How does the relationship between pressure and boiling point in the brake fluid work to cause overheating to catastrophically reduce performance?
My (naïve, empirically clearly flawed in some way) expectation would have been that, while gasses are compressible and liquids are not, pressures high enough to cause compressed gas to have lower volume than the liquid that boiled off to produce it would cause the gas to condense back to liquid; while temperatures high enough to overcome pressure and keep some amount of liquid boiled off and in a less dense gas state would increase pressure in the system and, if anything, cause the brakes to go into runaway braking rather than stop braking.

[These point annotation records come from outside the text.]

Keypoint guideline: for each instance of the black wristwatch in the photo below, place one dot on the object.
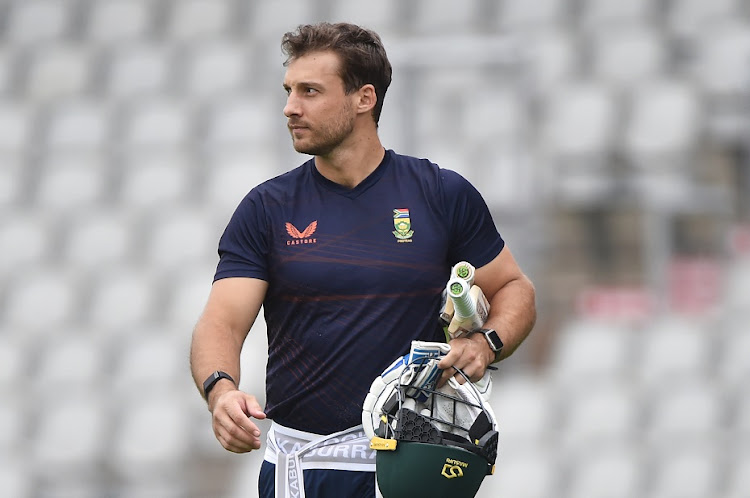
(496, 344)
(212, 379)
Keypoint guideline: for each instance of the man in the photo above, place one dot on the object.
(348, 255)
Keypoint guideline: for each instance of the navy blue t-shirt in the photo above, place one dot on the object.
(354, 276)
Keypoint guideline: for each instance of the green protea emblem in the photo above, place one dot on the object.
(402, 224)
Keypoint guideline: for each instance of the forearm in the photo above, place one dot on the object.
(513, 313)
(215, 346)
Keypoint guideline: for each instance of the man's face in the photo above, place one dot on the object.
(320, 114)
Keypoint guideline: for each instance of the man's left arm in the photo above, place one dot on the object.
(512, 314)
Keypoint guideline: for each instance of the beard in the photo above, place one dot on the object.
(325, 138)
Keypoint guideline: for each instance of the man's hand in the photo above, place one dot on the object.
(472, 354)
(232, 411)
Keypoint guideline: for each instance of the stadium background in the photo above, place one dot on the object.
(610, 139)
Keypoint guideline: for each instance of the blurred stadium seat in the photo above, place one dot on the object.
(78, 125)
(150, 361)
(34, 229)
(16, 121)
(628, 56)
(118, 21)
(74, 362)
(98, 240)
(687, 18)
(153, 179)
(122, 296)
(70, 440)
(446, 16)
(157, 123)
(42, 300)
(151, 440)
(616, 471)
(31, 22)
(520, 16)
(58, 71)
(690, 411)
(196, 19)
(71, 182)
(671, 349)
(526, 409)
(7, 71)
(138, 68)
(604, 415)
(686, 472)
(529, 471)
(600, 16)
(131, 129)
(589, 352)
(579, 131)
(233, 174)
(178, 238)
(216, 67)
(16, 477)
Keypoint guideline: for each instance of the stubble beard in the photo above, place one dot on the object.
(329, 136)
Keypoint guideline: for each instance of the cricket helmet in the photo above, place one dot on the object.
(437, 442)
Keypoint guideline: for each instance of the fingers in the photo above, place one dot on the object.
(232, 424)
(466, 355)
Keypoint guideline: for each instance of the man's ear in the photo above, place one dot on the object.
(367, 98)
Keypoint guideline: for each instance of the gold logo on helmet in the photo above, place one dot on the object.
(453, 468)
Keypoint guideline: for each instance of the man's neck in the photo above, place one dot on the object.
(349, 166)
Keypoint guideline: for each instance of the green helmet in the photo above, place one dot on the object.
(421, 452)
(423, 469)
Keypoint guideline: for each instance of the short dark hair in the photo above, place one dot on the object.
(360, 50)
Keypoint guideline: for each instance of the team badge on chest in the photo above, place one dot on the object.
(402, 225)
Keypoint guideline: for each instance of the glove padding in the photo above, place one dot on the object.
(418, 370)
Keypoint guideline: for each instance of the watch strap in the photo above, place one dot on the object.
(212, 379)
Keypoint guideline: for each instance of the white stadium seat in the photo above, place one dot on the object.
(670, 349)
(605, 414)
(690, 18)
(139, 68)
(589, 352)
(34, 229)
(602, 15)
(525, 408)
(684, 412)
(181, 237)
(71, 182)
(123, 297)
(98, 240)
(58, 71)
(70, 439)
(118, 21)
(78, 125)
(37, 21)
(216, 67)
(191, 19)
(72, 361)
(42, 299)
(151, 440)
(686, 472)
(446, 16)
(158, 123)
(616, 471)
(154, 179)
(529, 471)
(624, 57)
(524, 16)
(16, 125)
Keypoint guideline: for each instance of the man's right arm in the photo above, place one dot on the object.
(231, 310)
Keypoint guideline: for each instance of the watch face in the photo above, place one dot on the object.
(495, 342)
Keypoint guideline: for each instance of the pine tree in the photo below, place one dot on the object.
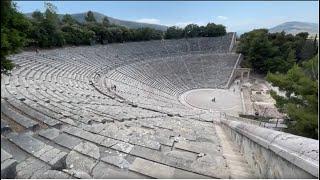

Am I misjudging the viability of a point on the phase diagram where the gas is more dense than the liquid that produced it; misunderstanding how pressure is distributed in a brake system; or focused on the wrong area and the actual problem is chemical degradation or the hydraulic system being fluid-tight but leaking gasses or some other issue?
The main problem would be where to dump the energy. I doubt the battery would like the charging amperage needed for heavy braking, and any big ass resistor would heat up just like physical brakes.
If only there were some kind of coil that could turn the energy into electrical discharges…
I’m still blown away that a Tesla Model S Plaid, a car that starts at $130k and is marketed specifically as being a high performance track monster, has DOT3 fluid. My freaking Subaru WRX was well over 4x cheaper, has normal steel brakes (no exotic carbon ceramic brakes like a Plaid), and still uses DOT4 fluid FFS. Seems like a really dumb cost saving measure on the part of Tesla.
First off, I’m surprised that Tesla didn’t use Dot 4 or better from the factory. Secondly, if you don’t know the proper way to do something, take it to someone who does. Clearly, he had the money to buy expensive brake components, but not enough sense to buy a cheap bottle of brake fluid! I converted my Mk1 VW GTi to 4 wheel disc and larger front rotors, AND CHANGED TO SILICONE BRAKE FLUID! And I didn’t run it at anywhere close to those speeds. Thanks to factory gear ratios, it was limited by RPM to about 130, but never experienced any braking issues. Before you make your car go fast, make sure it stops fast.
Wait, so someone obsessed with fast cars (who, let’s be honest, only owns a Tesla Plaid because the 0-60 time is super fast, he’s a total petrolhead otherwise) is way worse at driving than he thinks? And makes dumb mistakes when modifying his vehicle? You don’t say!
I do not understand this preoccupation with traversing flat sections of pavement at high speeds. I stopped playing with Matchbox cars several decades ago.
All hydraulic brakes are automatically adjusting. They have a fluid reservoir near the master cylinder that is open to the brake line when the brakes are released. This acts as a pressure relief/extra fluid reservoir to deal with things like thermal expansion and contraction of the brake fluid and lines, as well as well as wear of the pads and rotors. So if the brake fluid heats to the point of boiling, next time you release the brakes, the gas is going to push some fluid back into the reservoir to equalize the pressure, and now you have less fluid in the actual brake lines since some is replaced by vapor. Next time you press on the brakes you will be compressing the vapor rather than the calipers.
The brake system has a valve that lets excess fluid back into the reservoir on the release stroke. The boiling fluid has a lot more volume than liquid fluid has, so that valve gets opened and your fluid goes bye-bye.